Apartment prices in Dubai declined a further 3.7 per cent in the second quarter of this year, and villa prices fell by 1.1 per cent compared with the first quarter, Phidar said.

Jesse Downs, the managing director of Phidar, argued that Dubai’s residential market had been hampered by a lack of demand – both from institutions and occupiers. The former have been put off by the strength of the US dollar (to which the dirham is pegged), while the latter continue to be dissuaded from buying or upsizing because of the uncertain economic environment caused by lower oil prices.

Property became more expensive for buyers from key markets such as India, Pakistan and the United Kingdom throughout last year as the dollar increased in value. Ms Downs said that although currency fluctuations have been “relatively flat” since the start of the year, there is likely to be a slight weakening of investor demand in the third quarter because of the 11 to 12 per cent decline in sterling after the Brexit vote.

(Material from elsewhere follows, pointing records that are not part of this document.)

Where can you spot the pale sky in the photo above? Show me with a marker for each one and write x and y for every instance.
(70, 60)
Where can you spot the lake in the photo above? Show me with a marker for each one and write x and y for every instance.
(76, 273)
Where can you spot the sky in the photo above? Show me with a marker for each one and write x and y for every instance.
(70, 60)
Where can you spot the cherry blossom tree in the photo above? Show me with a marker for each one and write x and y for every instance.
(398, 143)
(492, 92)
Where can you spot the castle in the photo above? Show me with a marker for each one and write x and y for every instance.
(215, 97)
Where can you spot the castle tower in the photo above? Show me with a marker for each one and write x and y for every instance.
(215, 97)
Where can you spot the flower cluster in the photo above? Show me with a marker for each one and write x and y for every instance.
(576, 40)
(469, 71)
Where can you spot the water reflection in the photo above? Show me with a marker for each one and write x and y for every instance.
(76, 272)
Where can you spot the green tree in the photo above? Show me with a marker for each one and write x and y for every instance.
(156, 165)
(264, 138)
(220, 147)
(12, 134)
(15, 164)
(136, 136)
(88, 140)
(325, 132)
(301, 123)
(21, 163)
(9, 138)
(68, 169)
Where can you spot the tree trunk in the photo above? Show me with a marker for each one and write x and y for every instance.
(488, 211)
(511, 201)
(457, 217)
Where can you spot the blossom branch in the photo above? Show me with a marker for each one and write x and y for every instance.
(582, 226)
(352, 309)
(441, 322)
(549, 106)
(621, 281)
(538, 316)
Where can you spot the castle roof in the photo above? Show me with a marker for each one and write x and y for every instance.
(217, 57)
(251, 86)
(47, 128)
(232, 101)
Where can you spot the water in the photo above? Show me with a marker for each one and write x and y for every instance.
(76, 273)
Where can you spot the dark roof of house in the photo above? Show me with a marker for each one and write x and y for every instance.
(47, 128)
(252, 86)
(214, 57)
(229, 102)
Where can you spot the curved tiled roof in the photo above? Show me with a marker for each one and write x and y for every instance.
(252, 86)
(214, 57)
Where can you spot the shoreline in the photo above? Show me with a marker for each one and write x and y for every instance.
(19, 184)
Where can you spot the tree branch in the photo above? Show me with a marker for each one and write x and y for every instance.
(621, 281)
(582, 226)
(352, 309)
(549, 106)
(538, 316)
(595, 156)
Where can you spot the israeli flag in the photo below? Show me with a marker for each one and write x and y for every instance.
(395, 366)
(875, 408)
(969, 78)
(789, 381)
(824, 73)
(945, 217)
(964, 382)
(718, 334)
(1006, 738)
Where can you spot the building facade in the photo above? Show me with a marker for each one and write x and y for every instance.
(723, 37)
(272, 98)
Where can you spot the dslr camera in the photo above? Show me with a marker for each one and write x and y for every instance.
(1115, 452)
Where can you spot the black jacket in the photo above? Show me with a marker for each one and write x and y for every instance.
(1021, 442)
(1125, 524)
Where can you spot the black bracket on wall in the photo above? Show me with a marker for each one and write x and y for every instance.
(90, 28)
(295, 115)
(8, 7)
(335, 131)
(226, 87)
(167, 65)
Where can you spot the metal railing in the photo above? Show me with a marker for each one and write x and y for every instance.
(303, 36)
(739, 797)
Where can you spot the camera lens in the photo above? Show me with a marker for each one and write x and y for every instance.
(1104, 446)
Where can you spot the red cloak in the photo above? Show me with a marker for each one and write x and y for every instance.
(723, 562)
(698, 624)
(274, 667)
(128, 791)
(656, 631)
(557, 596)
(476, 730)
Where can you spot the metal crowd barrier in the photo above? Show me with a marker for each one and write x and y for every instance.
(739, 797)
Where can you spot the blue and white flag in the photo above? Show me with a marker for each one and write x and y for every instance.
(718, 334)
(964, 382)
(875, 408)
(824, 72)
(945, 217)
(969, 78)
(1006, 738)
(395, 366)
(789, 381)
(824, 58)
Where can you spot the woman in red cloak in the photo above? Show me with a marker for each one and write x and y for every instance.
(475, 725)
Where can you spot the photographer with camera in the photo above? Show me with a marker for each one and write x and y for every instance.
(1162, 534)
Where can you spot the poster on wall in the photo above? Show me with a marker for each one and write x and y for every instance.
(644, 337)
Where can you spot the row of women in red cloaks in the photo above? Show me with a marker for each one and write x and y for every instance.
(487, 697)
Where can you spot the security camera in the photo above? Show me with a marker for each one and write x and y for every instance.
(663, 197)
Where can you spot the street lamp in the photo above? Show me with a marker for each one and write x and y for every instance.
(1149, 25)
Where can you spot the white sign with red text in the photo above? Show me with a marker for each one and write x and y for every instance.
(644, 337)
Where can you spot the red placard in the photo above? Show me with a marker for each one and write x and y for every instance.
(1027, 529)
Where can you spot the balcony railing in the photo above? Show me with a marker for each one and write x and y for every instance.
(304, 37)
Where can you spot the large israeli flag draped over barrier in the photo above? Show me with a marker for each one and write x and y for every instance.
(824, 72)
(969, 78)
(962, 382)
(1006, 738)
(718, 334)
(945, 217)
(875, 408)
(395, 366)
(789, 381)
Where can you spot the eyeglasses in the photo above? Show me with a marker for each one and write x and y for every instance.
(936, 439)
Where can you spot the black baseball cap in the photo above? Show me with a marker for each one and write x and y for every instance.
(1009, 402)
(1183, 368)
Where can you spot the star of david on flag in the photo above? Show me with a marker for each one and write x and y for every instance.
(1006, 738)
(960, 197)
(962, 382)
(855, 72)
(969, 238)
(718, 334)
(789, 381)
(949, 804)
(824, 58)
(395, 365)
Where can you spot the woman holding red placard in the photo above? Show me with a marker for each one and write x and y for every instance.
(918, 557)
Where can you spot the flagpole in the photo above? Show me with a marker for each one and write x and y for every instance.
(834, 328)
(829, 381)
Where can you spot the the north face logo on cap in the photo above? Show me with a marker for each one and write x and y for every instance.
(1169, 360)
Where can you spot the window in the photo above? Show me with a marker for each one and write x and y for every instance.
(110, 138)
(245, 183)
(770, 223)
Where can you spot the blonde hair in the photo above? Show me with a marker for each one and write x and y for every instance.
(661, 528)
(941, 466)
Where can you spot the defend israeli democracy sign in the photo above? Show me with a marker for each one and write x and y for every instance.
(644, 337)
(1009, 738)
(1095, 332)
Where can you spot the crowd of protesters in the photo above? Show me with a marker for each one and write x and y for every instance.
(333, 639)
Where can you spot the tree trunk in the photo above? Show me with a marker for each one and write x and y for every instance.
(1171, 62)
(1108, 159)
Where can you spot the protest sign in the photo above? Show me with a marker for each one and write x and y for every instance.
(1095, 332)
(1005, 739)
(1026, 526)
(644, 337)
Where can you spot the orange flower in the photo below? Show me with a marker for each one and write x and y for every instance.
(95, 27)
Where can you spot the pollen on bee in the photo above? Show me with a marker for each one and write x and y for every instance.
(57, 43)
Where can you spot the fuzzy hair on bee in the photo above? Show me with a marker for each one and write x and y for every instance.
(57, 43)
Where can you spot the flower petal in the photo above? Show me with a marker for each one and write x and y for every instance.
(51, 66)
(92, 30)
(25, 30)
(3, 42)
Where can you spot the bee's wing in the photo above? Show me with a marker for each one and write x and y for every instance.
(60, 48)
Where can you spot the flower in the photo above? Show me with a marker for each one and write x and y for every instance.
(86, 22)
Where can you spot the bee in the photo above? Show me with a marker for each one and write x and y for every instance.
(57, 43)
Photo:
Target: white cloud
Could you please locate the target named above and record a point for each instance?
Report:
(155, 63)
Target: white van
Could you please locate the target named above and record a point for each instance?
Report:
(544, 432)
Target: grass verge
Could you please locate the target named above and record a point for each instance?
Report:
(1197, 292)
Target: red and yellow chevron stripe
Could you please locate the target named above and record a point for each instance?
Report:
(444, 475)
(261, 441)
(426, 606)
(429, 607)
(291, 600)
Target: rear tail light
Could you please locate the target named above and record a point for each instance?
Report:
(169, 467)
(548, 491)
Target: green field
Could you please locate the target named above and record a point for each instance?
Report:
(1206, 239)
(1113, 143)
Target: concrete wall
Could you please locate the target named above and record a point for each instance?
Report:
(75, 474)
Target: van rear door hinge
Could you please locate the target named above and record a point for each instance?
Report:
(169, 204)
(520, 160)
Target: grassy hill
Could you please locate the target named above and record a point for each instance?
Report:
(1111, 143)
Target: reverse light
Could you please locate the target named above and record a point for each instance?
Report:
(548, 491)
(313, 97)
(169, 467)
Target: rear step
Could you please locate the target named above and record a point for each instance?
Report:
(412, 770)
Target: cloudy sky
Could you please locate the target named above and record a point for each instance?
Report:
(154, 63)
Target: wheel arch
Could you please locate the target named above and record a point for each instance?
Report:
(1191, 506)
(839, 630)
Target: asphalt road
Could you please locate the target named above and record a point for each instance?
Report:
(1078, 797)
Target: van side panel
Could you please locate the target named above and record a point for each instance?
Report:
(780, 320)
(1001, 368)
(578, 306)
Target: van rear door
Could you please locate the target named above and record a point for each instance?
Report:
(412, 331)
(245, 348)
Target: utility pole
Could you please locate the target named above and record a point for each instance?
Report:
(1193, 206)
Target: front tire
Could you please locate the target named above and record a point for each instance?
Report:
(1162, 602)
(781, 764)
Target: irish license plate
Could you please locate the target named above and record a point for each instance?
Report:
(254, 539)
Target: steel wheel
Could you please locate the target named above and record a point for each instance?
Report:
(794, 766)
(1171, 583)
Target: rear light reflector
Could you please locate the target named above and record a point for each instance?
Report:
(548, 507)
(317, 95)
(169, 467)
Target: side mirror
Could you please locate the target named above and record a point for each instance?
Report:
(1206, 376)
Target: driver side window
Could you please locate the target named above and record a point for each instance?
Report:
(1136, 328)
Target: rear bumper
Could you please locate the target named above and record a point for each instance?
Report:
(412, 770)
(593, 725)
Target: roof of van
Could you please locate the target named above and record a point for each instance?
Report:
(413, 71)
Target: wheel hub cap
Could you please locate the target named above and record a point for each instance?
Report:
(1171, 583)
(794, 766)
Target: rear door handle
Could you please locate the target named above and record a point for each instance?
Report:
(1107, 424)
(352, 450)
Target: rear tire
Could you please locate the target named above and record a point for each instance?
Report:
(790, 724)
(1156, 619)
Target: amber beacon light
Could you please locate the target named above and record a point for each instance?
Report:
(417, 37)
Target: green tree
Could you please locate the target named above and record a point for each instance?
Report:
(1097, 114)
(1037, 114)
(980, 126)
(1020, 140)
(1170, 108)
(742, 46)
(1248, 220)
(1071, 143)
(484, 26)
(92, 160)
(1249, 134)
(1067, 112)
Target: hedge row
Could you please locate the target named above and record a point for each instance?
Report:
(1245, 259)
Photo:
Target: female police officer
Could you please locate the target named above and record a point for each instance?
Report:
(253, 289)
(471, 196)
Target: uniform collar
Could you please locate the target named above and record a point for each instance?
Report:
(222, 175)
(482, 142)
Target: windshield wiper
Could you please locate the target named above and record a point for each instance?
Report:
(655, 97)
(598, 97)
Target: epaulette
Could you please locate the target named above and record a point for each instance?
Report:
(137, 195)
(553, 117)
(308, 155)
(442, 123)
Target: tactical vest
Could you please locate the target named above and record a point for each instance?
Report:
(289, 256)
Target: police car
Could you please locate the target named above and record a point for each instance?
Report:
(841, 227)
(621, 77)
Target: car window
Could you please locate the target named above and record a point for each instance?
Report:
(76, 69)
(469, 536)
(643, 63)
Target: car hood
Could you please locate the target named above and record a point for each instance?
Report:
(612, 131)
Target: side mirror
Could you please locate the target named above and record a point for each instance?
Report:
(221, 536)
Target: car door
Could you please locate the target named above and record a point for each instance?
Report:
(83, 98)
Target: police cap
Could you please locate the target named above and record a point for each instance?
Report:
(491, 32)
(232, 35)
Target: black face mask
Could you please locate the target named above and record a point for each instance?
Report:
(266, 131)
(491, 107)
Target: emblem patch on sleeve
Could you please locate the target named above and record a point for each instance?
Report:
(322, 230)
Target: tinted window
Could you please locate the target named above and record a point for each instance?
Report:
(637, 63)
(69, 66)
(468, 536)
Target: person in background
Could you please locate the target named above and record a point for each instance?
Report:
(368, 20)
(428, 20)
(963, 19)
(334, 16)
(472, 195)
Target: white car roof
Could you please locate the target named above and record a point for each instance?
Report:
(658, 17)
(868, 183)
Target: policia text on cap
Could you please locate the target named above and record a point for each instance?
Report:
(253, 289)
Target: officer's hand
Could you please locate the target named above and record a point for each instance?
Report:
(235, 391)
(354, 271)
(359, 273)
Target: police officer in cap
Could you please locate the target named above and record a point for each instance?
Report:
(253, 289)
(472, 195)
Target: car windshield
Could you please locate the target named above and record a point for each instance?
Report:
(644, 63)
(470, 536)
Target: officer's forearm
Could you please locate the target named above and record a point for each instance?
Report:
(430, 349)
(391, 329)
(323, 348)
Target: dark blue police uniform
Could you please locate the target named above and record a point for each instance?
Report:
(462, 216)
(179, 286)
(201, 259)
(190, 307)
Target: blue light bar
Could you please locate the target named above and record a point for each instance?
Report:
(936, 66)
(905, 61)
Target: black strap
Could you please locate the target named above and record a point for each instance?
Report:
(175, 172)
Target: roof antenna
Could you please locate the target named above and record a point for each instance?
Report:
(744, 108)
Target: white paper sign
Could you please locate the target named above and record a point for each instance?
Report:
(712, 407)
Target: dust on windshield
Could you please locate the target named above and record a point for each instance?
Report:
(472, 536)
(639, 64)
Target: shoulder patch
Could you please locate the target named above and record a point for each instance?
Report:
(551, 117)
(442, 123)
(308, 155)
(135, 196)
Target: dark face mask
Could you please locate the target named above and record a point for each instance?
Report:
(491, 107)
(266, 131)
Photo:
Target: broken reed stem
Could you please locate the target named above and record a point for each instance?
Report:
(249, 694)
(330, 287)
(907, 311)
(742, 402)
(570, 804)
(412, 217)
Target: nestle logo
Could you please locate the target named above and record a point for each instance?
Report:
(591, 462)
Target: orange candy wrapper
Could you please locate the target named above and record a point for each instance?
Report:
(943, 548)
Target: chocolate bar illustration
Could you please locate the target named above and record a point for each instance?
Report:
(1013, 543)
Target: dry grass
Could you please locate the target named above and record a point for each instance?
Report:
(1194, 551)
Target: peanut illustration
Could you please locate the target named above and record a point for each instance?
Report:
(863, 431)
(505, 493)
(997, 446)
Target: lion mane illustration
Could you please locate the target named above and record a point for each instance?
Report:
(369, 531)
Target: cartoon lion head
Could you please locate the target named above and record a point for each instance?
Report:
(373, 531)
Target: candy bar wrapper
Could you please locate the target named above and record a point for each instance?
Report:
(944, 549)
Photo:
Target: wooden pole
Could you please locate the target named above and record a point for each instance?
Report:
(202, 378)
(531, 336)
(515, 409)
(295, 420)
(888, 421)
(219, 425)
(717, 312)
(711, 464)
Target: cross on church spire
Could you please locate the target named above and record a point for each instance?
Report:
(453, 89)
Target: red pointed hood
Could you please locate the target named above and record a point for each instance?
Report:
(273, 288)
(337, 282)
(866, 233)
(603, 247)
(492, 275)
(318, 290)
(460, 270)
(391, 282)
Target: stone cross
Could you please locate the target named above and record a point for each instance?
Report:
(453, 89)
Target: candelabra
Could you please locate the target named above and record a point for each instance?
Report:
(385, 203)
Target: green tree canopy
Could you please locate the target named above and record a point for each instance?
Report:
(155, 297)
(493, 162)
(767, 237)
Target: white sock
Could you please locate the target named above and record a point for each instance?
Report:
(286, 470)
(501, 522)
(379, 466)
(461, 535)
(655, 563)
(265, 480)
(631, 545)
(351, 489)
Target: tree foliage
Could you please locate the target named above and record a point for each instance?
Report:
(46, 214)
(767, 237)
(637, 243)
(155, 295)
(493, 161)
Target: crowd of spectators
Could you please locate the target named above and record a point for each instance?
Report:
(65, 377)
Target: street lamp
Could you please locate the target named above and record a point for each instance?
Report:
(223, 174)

The decline in demand from occupiers has meant rents have continued to fall even though supply has been relatively weak.

“It’s been three of the lowest years of supply in a decade,” said Ms Downs, pointing to completion rates of fewer than 20,000 homes a year. She added that the annual addition of 20,000 new homes “is usually a pretty healthy number for Dubai”.

“In fact, the market usually needs that many units. The conclusion that we’ve come to is demand is weakening, and that ties up with anecdotal evidence. You see people leaving, you talk to recruiters who will be honest, and they say there is no job growth.”

Phidar's gloomy prognosis runs counter to other property consultancies, which have argued that the market has shown signs of bottoming out in the first half of this year, with prices flattening. Yesterday, the data provider Reidin also reported its first quarterly increase in residential property values in two years, with a 1 per cent increase in values for the three months to the end of June.

A study published last week by the broker Land Sterling argued that Dubai apartment prices dropped by just 0.4 per cent in the past three months, weighed down by price declines in secondary areas. Prices dropped by an average of 5 per cent in Dubailand, and by 3 per cent in Business Bay and Dubai Sports City. Meanwhile, prices grew by 2 per cent in prime areas including The Greens, Palm Jumeirah and Downtown Dubai during the quarter. Prices also increased by 1 per cent in Dubai Marina.

Phidar said that gross yields for apartments increased to 9.7 per cent, as the 3.7 per cent drop in prices outpaced a 2.2 per cent fall in rents. Gross yields for villas compressed to 4.7 per cent because prices declined by 1.1 per cent, but rents fell even faster by 3.6 per cent.

Ms Downs argued that villa prices had held up relatively well in recent months as more owner-occupiers had bought homes, but said this looked “unsustainable”, predicting further declines in both sale prices and rents for the villa market this year.